Marquez est né à Madrid mais il a aussi vécu à Rio de Janeiro, Tokyo, São Paulo, La Havane et à présent il habite à Lisbonne. Bien qu’il se trouve au Portugal, Pedro, souffrant du nouveau coronavirus, a participé par internet : “Des semaines avant d’aller au Brésil, Agnès Varda, cinéaste française que j’aime est morte. Elle a dit un jour ‘on ne peut faire du cinéma qu’avec de l’amour et de l’empathie’ et cela m’a incité à m’approcher du peuple Yanomami, mon travail là a été par-dessus tout un exercice d’humilité”, reconnaît Pedro.
Pour l’espagnol, le film retrace une lutte et, pour autant que les choses aillent très mal, il y aura toujours quelqu’un qui lutte. “Il peut y avoir beauté et résistance, notre cinéma peut contribuer à l’espérance. En 2019, j’ai rencontré Ailton à Lisbonne, lors d’une Mostra Ameríndia sur les parcours du Cinéma indigène au Brésil, et nous avons vu un film appelé Já me transformei em imagem (Je me suis déjà transformé en image, Zezinho Yube Hunikui , 2008) qui ne m’est plus jamais sorti de la tête. J’ai travaillé pour “A Última Floresta” en essayant de dresser un portrait sans ‘instrumentaliser’ ni ‘matérialiser’ les Yanomami”, explique Marquéz.
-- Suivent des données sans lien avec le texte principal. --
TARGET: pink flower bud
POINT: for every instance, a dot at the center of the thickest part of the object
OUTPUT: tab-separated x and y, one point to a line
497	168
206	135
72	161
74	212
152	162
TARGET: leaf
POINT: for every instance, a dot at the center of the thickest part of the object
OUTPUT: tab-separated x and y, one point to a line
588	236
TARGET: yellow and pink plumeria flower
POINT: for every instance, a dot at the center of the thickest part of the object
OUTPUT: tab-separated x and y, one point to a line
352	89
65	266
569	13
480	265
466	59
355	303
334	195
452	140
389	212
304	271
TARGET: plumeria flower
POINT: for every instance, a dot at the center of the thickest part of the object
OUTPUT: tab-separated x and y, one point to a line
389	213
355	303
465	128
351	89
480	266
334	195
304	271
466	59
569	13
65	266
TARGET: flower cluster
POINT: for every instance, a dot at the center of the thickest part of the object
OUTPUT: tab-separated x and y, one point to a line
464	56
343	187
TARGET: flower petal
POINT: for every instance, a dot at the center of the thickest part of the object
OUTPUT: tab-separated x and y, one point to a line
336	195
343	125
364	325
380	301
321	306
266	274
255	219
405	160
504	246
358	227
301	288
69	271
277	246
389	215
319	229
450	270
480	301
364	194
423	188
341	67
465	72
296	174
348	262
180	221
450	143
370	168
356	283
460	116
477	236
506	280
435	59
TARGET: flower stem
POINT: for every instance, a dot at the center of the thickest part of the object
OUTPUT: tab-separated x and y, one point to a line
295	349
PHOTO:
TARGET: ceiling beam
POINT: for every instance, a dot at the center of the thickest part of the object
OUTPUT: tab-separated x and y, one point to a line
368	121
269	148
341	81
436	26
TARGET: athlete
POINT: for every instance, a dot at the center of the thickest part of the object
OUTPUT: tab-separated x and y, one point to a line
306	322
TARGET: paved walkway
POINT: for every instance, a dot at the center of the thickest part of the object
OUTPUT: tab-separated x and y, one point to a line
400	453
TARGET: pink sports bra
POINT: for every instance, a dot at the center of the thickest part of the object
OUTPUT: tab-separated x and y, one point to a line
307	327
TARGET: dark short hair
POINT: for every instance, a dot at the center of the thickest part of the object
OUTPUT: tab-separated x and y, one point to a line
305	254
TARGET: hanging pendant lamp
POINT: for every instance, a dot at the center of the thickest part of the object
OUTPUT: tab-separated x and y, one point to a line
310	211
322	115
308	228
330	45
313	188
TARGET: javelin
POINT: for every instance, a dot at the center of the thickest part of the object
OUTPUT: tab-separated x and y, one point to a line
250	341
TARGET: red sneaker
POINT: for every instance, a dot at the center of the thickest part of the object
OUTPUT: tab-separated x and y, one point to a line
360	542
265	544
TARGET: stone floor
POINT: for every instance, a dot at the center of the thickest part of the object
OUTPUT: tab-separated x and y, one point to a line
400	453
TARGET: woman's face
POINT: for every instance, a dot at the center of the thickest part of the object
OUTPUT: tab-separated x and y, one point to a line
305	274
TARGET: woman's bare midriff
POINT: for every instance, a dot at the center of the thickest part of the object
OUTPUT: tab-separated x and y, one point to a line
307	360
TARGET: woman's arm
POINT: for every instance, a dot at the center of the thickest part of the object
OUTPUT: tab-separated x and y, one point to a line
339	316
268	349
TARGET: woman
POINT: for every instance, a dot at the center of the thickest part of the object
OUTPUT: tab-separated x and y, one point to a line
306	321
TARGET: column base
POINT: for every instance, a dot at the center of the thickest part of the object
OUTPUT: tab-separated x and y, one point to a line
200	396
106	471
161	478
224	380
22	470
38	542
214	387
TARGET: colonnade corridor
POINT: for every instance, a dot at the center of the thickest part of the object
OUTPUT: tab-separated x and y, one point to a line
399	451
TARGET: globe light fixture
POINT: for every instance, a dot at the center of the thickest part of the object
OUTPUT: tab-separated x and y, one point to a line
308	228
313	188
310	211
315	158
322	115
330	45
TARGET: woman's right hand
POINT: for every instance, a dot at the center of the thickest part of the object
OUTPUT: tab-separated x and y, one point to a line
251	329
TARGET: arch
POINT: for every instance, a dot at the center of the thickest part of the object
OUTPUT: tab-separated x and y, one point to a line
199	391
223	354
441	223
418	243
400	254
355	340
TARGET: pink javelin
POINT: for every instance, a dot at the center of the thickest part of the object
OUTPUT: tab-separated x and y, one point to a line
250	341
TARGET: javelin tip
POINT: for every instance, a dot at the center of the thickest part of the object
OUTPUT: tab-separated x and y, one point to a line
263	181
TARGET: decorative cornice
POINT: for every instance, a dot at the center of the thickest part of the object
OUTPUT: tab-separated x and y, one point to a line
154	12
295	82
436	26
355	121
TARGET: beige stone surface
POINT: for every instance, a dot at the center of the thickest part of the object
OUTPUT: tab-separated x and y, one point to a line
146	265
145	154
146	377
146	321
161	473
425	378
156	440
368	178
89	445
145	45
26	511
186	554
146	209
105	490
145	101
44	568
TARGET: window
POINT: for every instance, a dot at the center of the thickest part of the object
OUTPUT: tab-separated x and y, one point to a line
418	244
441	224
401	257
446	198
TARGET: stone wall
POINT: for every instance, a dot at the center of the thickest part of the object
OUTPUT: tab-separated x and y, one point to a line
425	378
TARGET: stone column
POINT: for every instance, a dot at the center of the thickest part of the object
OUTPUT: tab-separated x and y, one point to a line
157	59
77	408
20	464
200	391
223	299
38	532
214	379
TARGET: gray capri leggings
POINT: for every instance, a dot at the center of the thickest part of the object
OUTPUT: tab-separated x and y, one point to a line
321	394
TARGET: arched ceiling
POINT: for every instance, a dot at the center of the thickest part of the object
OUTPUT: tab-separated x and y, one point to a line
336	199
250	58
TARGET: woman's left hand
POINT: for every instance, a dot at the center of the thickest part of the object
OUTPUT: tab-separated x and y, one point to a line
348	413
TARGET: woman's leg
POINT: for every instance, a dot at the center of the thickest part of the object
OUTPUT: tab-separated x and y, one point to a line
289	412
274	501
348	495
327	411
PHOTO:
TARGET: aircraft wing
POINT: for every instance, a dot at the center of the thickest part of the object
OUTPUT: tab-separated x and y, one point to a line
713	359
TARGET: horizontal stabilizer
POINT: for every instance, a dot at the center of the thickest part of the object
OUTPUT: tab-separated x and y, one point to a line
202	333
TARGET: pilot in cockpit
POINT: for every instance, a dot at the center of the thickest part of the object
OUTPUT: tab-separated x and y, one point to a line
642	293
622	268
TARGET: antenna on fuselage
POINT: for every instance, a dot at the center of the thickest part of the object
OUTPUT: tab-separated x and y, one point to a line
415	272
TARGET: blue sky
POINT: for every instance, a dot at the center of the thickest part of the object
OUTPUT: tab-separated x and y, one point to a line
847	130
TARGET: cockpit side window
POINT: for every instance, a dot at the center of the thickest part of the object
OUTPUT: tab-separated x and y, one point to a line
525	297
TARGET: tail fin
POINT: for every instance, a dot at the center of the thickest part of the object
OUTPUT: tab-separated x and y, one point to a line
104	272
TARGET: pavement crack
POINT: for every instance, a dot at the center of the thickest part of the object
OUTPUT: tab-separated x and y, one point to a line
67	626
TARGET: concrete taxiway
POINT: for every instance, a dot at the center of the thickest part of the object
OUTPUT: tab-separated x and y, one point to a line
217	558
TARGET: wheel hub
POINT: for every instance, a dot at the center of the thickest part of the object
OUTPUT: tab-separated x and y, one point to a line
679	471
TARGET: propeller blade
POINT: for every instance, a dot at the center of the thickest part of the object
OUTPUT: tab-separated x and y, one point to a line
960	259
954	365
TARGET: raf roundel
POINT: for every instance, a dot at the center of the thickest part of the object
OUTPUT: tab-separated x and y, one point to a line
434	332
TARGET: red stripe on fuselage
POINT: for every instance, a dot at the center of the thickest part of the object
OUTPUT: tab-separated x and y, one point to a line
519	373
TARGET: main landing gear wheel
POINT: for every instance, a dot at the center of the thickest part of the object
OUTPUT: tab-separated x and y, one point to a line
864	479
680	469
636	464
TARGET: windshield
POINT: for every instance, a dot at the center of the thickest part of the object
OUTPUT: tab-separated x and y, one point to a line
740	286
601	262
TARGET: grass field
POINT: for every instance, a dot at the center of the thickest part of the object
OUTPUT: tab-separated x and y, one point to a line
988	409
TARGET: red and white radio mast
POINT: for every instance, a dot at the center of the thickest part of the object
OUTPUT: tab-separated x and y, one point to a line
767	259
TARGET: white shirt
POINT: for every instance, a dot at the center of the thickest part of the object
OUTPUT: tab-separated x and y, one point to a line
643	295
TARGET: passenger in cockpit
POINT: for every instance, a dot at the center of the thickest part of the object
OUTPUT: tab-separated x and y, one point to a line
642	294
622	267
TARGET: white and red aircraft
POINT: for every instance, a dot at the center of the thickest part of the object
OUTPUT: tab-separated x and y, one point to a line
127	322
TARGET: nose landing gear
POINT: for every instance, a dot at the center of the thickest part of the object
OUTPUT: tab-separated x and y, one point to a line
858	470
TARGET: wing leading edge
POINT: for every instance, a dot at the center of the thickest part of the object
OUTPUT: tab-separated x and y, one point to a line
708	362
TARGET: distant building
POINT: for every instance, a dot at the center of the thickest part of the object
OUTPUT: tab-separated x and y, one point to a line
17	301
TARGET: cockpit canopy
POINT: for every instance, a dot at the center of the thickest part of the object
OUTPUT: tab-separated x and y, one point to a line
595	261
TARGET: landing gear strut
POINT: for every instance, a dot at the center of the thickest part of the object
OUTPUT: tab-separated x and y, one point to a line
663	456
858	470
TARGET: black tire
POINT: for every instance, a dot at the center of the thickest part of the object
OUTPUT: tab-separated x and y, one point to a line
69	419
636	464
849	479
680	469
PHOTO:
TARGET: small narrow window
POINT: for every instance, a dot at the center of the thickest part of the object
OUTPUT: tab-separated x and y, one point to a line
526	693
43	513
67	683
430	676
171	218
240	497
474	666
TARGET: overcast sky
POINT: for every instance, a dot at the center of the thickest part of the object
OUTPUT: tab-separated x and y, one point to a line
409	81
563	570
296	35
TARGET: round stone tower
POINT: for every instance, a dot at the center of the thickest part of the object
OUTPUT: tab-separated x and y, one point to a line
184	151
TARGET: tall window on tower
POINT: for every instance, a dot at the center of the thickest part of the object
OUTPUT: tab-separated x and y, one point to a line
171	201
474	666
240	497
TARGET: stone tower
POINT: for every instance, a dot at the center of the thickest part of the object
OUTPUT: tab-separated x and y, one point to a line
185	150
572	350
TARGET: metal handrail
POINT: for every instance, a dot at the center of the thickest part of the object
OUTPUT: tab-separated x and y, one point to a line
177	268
En 2017, le cinéaste de Rio Marco Altberg a retranscrit le parcours d’Ailton Krenak dans le documentaire “O sonho da pedra” . Dans l’une des scènes du film, l’écrivain, philosophe, journaliste et leader autochtone commente Carlos Drummond de Andrade et son poème “Confidência do Itabirano” qui se termine tragiquement par la constatation que, dans le futur, Itabira ne sera plus qu’une photographie sur le mur.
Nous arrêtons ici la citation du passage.